How to show that the difference of two Gumbel distributed random variables follows a Logistic distribution? 
How to show that, for two random variables $X,Y\sim\text{Gumbel}[0,1]$, $X-Y\sim\text{Logistic}[0,1]$?

I tried to use the convolution formula $$\int_{-\infty}^{\infty}f_X(w)f_{-Y}(z-w)dw$$ I obtain $$\int_{-\infty}^{\infty} e^{-e^{-w}-e^{z-w}+z-2w}~dw$$ However, I cannot find the antiderivative of this expression.
Now I have two questions:


*

*Am I taking the right approach to show this?

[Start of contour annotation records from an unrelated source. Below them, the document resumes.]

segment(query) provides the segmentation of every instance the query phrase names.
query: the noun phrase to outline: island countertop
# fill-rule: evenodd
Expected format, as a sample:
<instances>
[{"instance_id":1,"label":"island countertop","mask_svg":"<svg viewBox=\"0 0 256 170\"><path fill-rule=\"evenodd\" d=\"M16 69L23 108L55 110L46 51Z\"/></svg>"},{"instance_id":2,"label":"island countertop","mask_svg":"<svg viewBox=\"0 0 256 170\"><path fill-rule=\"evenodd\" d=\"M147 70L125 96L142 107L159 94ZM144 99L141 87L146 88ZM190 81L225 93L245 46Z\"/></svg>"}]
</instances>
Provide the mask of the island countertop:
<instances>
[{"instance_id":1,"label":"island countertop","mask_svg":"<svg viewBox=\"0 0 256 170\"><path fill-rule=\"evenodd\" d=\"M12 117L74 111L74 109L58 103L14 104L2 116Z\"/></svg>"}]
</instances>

*Can you give me a hint how to solve the integral or recommend any literature that might help?

 A: The change of variables $u=\mathrm e^{-w}$ transforms this into a neat gamma integral, to which one can apply the change of variable $v=(\mathrm e^z-1)u$ to conclude. 
Note that the transformation $w\to\mathrm e^{-w}$ is ubiquitous in quite a few Gumbel related manipulations.
A: This can also be done quite simply using characteristic functions.
The characteristic function for the Gumbel($\mu$,1) is
$\Phi(t)=e^{i\mu t}\Gamma(1-it)$.
For independent variables X and Y, their linear combination has characteristic function:
\begin{align}
\Phi_{X-Y}(t)&=\Phi_{X}(t)\Phi_{Y}(-t)\\
&=e^{i\mu_X t}\Gamma(1-it)e^{-i\mu_Y t}\Gamma(1+it)\\
&=e^{(\mu_X-\mu_Y) it}\Gamma(1-it)it\Gamma(it)
\end{align}
where the last line uses the fact that the Gamma function satisfies the functional equation $\Gamma(1+z)=z\Gamma(z)$.
We then use Euler's Reflection Formula $\Gamma(z)\Gamma(1-z)=\frac{\pi}{\sin(\pi z)}$ to get
\begin{align}
\Phi_{X-Y}(t)&=e^{(\mu_X-\mu_Y) it} i t\frac{\pi}{\sin(\pi it)}\\
&=e^{(\mu_X-\mu_Y) it} \frac{\pi t}{-i \sin(\pi it)}\\
\end{align} 
which is the characteristic function for the logistic distribution.